Secure Notes uses a Zero-Knowledge architecture. This means your data is encrypted before it ever leaves your browser or is stored on our server. We do not have access to your keys or your notes.

AES-GCM 256

Industry-standard authenticated encryption ensures your notes are both private and tamper-proof.

PBKDF2 Derivation

Your keys are derived from your Phrase and PIN using 100,000 iterations, making brute-force attacks extremely difficult.

No Persistent Keys

Encryption keys exist only in your session. Once you logout or close your browser, they are gone.


How To Use

  1. Login: Enter a secret Phrase and a 4-digit PIN. These combined form your unique identity.
  2. Create Notes: Write your sensitive information and save it. It's encrypted instantly.
  3. Access Anywhere: Use the same Phrase and PIN from any device to retrieve your notes.
  4. Logout: Always logout when finished to clear your encryption keys from the session.

Warning: If you forget your Phrase or PIN, your notes are lost forever. We cannot recover them.


Frequently Asked Questions

Can the administrator read my notes?

No. Due to our Zero-Knowledge architecture, the encryption key is derived only from your Phrase and PIN, which are never stored on the server. The admin only sees encrypted, unreadable data.

Can someone decrypt my notes with a generic AES key?

No. AES-GCM encryption requires the exact same key used for encryption.

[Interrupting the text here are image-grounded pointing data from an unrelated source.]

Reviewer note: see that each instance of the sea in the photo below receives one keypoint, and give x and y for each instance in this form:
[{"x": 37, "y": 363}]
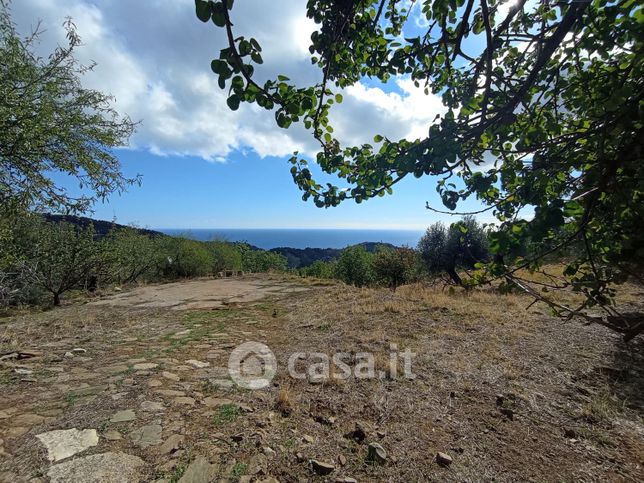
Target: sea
[{"x": 268, "y": 238}]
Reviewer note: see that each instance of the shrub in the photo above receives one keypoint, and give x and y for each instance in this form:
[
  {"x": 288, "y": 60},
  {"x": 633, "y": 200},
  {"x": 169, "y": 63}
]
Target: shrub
[
  {"x": 225, "y": 256},
  {"x": 60, "y": 257},
  {"x": 183, "y": 258},
  {"x": 462, "y": 245}
]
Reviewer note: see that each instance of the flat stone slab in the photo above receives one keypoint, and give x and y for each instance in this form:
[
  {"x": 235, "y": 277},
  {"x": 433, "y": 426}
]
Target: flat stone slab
[
  {"x": 98, "y": 468},
  {"x": 145, "y": 436},
  {"x": 63, "y": 443},
  {"x": 199, "y": 471}
]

Since your key is uniquely derived from your credentials, no other key—generic or otherwise—can unlock your data.

What is PBKDF2 and why 100,000 iterations?

PBKDF2 is a "key stretching" algorithm. By running 100,000 iterations, we make it computationally expensive for an attacker to try millions of combinations (brute-force). It's like adding a massive time-delay to every incorrect guess a hacker might make.

What happens if I lose my Phrase or PIN?

Because we don't store your keys, there is no "Forgot Password" feature. If you lose your credentials, the data is mathematically impossible to recover.